The listed reasons for the expense of hearing aids explains why they should perhaps cost $500 or $1000 for a high end one, but not $3000. It can not be denied that there are many business men and even doctors who will sell you something at full list price (more than double what you could get it for if you shopped around or haggled) if you’ll fall for it. It has been documented that hospitals often bill more than three or four times the price they bill insurance companies. It is not imaginary that you will get highly overcharged if you don’t shop around. People often don’t shop around or haggle for their hearing aid.
You can get a variety of basic amplifying aids shipped from dealextreeme for $10 to $15. That gives you an idea of the basic hardware cost. Germanium digital hearing aid chips with the basic signal processing features have been on the market for a decade, and thus should only cost a few tens of dollars more. The testing and customized fitting and frequency adjusting can be done at a profit for $1000 each on the lower end aids, proving those are not the sources of the huge cost of the $3000 aids. And of course if you go to the wrong audiologist, he may charge you $2000 for the exact same aid and quality of service that another doctor will give you for $1000.

Dave Dodd
September 10, 2011 11:30 am

Insulated Gate Field Effect Transistors (IGFET) do not need forward bias CURRENT and can therefore work at much lower power levels than even a germanium junction transistor. IGFETs are like vacuum tubes, requiring virtually zero power to control the current flowing through them. Seems like the silicon vs. germanium argument is a bunch of hooey! IGFETs have been around since the 1070’s and are available in both enhancement mode (+ biases on) and depletion mode (+ biases off).

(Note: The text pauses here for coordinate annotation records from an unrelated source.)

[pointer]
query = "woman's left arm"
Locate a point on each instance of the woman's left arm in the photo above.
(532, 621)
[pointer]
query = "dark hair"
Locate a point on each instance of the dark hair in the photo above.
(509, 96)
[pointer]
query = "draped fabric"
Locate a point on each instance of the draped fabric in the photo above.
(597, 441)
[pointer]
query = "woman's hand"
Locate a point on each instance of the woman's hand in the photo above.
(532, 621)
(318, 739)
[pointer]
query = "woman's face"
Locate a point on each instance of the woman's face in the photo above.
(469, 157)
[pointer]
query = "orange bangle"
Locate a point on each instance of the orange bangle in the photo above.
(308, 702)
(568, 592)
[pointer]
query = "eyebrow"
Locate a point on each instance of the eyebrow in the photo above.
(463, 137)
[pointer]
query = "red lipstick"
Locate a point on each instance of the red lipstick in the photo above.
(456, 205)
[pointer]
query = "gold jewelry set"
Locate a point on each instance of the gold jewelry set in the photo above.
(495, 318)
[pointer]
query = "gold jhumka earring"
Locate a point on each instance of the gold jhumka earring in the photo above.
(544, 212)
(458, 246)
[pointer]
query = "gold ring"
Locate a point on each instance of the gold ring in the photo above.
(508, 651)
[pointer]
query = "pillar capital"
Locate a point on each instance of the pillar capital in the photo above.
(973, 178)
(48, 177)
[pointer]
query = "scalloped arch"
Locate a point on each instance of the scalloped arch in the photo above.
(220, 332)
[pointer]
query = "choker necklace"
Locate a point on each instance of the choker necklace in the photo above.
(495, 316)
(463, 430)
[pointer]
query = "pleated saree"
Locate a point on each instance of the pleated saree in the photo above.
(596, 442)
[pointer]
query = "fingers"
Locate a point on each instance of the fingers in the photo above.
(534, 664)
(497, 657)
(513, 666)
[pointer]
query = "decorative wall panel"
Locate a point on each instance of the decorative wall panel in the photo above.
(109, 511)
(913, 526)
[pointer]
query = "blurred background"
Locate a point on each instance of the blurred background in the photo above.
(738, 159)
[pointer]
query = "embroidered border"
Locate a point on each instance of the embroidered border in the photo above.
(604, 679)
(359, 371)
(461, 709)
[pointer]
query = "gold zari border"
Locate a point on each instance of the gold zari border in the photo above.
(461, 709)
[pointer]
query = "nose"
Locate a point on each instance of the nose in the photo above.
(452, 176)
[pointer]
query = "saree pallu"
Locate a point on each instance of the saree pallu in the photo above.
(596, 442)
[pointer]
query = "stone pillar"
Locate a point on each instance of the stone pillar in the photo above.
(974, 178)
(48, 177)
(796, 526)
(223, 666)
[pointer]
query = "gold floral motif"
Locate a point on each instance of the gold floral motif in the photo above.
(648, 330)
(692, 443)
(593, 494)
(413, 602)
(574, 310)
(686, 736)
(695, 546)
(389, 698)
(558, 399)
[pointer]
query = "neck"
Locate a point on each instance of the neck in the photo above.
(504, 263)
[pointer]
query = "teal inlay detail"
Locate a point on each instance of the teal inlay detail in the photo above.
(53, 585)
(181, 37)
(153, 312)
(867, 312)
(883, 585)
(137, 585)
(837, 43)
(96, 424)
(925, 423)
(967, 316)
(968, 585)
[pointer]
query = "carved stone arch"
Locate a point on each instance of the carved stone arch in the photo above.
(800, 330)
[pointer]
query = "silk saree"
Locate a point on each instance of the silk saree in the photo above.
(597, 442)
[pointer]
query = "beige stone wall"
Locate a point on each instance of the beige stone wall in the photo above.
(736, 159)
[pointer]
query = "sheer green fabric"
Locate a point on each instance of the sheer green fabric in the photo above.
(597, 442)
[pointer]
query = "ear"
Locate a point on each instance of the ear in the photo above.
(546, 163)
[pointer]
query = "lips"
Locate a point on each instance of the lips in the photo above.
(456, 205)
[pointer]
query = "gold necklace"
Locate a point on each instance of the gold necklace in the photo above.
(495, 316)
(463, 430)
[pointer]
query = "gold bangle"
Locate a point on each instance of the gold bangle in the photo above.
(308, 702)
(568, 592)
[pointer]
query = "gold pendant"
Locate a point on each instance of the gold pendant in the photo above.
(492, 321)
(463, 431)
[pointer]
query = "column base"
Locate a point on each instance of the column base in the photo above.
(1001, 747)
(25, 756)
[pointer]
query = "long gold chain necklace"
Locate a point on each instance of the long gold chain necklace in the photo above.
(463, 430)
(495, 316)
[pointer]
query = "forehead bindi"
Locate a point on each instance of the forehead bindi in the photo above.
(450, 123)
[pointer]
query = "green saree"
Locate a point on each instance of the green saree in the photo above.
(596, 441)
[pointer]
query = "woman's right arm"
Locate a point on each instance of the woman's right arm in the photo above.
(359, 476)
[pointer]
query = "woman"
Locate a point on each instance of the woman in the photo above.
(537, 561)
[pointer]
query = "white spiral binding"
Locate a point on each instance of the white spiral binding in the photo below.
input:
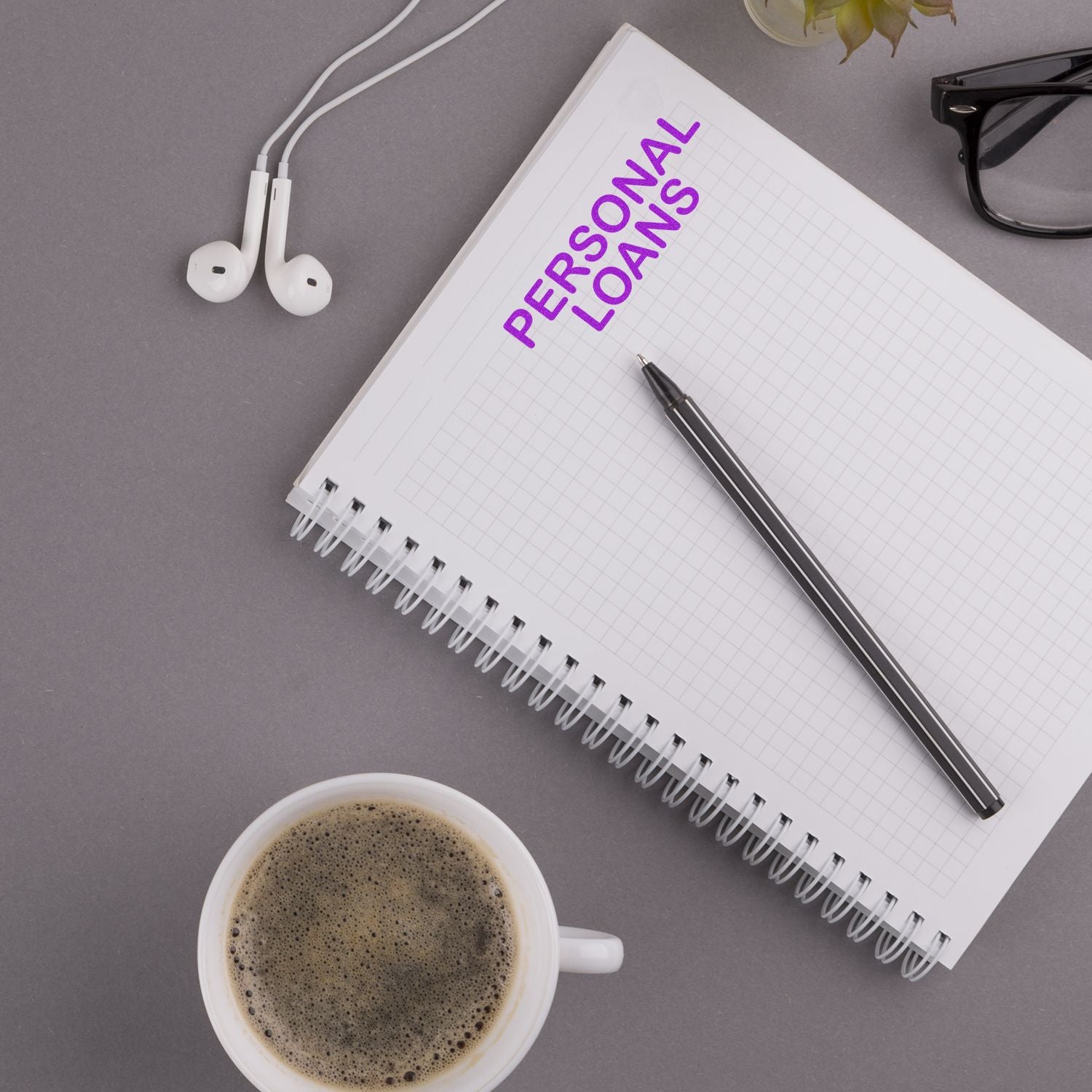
(631, 740)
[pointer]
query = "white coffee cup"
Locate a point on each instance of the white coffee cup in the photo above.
(544, 947)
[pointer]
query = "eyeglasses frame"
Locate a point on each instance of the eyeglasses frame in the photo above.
(965, 108)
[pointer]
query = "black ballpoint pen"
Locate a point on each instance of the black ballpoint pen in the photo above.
(818, 585)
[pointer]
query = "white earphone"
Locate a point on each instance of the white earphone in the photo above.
(301, 285)
(220, 271)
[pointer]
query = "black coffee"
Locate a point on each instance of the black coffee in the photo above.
(371, 945)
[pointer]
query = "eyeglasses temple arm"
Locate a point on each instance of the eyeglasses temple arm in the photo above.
(1008, 146)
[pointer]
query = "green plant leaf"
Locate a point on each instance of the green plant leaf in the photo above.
(936, 8)
(854, 26)
(889, 21)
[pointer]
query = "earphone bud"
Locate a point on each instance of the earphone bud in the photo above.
(220, 271)
(301, 286)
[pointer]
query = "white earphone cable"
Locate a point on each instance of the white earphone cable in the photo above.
(314, 115)
(325, 76)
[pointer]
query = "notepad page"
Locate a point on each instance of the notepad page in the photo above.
(930, 441)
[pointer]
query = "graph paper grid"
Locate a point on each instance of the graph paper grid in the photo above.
(939, 476)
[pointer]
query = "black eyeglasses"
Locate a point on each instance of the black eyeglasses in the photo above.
(1026, 132)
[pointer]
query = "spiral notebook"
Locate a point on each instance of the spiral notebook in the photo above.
(507, 467)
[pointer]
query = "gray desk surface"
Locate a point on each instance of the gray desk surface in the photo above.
(172, 663)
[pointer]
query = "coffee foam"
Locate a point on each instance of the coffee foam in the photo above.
(371, 945)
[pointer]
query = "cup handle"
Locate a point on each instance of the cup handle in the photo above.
(585, 951)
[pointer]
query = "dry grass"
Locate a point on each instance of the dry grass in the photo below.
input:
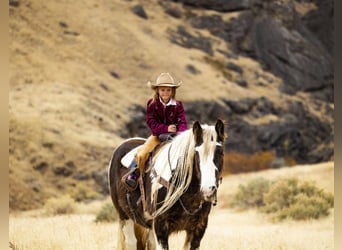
(227, 229)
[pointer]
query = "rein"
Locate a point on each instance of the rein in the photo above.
(190, 212)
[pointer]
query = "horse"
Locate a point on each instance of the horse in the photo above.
(180, 184)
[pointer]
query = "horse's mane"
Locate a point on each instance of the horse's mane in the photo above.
(175, 159)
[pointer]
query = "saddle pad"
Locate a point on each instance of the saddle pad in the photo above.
(129, 157)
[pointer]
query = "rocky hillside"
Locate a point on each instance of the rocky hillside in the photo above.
(78, 73)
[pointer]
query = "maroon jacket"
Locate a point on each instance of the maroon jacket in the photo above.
(159, 117)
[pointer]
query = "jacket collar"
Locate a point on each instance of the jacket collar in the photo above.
(171, 102)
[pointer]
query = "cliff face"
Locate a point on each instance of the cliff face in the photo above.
(78, 73)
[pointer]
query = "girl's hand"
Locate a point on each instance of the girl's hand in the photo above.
(172, 128)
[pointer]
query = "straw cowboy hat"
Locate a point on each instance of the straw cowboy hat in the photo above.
(164, 80)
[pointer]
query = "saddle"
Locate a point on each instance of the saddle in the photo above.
(129, 159)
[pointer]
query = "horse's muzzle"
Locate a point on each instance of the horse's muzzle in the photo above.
(210, 195)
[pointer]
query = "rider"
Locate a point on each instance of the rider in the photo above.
(164, 114)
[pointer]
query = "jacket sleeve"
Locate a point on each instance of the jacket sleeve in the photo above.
(156, 126)
(181, 117)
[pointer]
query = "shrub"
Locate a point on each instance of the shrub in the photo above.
(82, 192)
(107, 214)
(61, 205)
(288, 198)
(240, 163)
(251, 195)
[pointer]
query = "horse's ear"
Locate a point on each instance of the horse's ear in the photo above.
(219, 127)
(198, 133)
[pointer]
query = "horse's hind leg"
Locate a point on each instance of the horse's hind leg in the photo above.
(193, 238)
(126, 235)
(144, 238)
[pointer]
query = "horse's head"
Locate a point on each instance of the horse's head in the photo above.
(209, 155)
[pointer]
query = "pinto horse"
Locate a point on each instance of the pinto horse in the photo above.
(180, 186)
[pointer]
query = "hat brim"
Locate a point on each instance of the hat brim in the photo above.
(154, 85)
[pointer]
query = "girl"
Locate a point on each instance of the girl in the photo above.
(164, 114)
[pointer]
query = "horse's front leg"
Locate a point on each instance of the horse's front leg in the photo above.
(194, 236)
(161, 234)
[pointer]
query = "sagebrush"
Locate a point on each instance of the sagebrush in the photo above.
(286, 198)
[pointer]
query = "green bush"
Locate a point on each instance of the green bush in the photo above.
(60, 205)
(288, 198)
(251, 195)
(107, 214)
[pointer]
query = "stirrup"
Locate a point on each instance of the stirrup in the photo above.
(125, 177)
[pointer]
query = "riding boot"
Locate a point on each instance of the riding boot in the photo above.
(144, 152)
(132, 178)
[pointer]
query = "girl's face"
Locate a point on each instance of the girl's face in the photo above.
(165, 93)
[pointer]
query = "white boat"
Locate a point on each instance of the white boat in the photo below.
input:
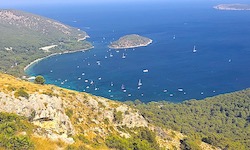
(123, 55)
(98, 63)
(180, 90)
(110, 55)
(194, 49)
(123, 87)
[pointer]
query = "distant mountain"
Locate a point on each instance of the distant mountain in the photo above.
(26, 37)
(130, 41)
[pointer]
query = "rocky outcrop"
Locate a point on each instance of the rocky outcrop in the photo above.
(44, 111)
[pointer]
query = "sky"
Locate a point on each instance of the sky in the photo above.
(29, 2)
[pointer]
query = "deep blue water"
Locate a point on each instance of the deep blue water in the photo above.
(220, 65)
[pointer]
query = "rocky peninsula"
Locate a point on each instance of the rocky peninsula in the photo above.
(232, 7)
(130, 41)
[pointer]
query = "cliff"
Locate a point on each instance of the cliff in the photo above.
(75, 118)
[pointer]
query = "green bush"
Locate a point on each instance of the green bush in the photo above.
(69, 112)
(39, 80)
(21, 93)
(141, 139)
(10, 126)
(118, 116)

I remain a skeptic!

Marcos
September 10, 2011 11:30 am

i’ve been wearing CiC’s since i was about 20 (i’m 39 now) and what i’ve always been curious about is how the price of an aid can drop 30-50% just by going down a quality tier or two when the labor is still the same. you might get 8 instead of 16 channels and maybe (slightly) less sound processing but you can save thousands of dollars….

Dave Dodd
September 10, 2011 11:31 am

Oops! “since the 1970’s” — fumble fingers!